По старой памяти, она готова была прощать неповоротливость Монти любовнику, некогда самому ее постоянному клиенту при его наездах в Париж, которому она обязана своим знакомством с сэром Генри. Но ее выводила из себя трусость Монти-дельца. А то, что он вспомнил о Рокфеллере, когда она развивала блестящий план завоевания Испании, было в ее глазах признаком трусости. Она была куда более опытна в делах любви, чем в биржевых спекуляциях.
- Вы не должны, не смеете бояться, когда имеете дело со мной, убеждала она. - Вы можете наверстать все, что упустили в истории с Испанией. Сами испанцы - никуда негодные дельцы. Пусть они там приводят в порядок дела со своими республиканцами, - но тоже не слишком быстро, - остальное мы сделаем без них.
- А Бен говорит, что если мы не будем мешать Франко, он очень быстро справится с красными, - не спеша выбрасывая слова, словно каждое из них представляло особую ценность, говорил Монти. - Бен говорит, что мы намерены скоро признать Франко.
- Это правда? - обеспокоенно спросила Мелани. - Лорд Крейфильд так сказал?.. - Она притронулась перчаткой к его руке. - То, что вы сказали, очень важно.
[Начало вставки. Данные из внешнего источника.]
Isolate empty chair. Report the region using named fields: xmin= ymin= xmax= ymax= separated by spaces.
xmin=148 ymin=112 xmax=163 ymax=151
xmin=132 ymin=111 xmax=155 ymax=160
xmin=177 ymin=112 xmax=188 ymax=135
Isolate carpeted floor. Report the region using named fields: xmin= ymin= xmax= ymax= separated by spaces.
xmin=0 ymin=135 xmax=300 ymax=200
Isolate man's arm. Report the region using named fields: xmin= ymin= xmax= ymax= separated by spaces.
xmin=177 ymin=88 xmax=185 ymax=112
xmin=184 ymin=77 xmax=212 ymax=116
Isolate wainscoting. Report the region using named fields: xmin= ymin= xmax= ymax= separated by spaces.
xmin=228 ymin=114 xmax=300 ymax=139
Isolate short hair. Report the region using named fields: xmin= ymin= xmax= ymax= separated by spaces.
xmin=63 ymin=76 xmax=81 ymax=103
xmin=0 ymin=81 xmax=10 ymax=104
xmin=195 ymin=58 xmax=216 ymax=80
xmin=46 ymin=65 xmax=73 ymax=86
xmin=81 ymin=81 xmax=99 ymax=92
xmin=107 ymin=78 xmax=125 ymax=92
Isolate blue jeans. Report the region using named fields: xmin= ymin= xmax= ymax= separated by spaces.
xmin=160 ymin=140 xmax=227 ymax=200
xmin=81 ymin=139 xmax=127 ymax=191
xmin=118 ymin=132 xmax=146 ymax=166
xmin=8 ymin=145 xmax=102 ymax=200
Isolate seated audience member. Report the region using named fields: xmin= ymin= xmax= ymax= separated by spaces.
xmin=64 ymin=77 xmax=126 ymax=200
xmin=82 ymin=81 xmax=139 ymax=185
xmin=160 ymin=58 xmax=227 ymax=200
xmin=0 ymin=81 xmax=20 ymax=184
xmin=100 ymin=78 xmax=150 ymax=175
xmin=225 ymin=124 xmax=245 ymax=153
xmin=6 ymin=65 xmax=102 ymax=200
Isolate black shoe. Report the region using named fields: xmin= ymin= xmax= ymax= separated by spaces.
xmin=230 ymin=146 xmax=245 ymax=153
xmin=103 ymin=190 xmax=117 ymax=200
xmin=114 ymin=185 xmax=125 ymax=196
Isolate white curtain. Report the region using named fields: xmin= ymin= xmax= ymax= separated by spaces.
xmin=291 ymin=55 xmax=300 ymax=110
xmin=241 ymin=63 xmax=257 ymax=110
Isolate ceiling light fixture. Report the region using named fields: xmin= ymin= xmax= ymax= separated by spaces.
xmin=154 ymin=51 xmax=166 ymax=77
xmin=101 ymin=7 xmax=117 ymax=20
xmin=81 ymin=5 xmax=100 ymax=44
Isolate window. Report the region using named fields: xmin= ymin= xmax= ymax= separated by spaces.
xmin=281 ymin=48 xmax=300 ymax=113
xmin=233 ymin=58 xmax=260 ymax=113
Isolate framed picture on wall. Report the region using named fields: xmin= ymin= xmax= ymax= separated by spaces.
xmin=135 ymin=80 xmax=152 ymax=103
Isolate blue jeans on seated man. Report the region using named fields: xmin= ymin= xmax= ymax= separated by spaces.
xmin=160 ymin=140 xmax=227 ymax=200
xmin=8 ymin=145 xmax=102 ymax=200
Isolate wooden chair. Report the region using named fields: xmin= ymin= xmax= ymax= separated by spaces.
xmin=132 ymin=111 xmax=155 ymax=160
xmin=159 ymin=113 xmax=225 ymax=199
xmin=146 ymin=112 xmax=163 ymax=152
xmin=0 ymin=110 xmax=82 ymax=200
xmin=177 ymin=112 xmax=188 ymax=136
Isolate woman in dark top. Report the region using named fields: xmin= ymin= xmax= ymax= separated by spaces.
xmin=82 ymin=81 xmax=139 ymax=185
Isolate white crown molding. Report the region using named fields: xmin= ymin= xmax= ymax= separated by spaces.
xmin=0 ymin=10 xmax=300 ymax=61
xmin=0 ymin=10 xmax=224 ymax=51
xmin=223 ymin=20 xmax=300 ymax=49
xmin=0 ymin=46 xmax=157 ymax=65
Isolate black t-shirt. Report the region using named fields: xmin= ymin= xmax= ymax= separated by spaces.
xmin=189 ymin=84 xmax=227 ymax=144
- Я всегда говорю то, что важно, - с непоколебимой уверенностью проговорил Монтегю. - Но я не очень верю Бену. Он совершенный мешок и ничего не понимает в международных делах.
- Поэтому он и занимает пост товарища министра иностранных дел? шутливо спросила она.
- Вероятно, - совершенно серьезно подтвердил Монтегю.
- Если вы будете себя хорошо вести, - проговорила она, понижая голос и, насколько позволяли приличия, придвигаясь к нему, - я перехвачу для вас кое-что из предложений, которые сейчас сыплются на сэра Генри.
Приход в ложу Гевелинга и Леганье помешал ей договорить. Вернулись в ложу и те приглашенные, кто спускался в падок смотреть на проводку лошадей. Толпа зрителей хлынула на трибуны, бинокли, до того обращенные главным образом на ложи, занятые знаменитостями всякого рода и всех национальностей, повернулись к полю. Скачки начались.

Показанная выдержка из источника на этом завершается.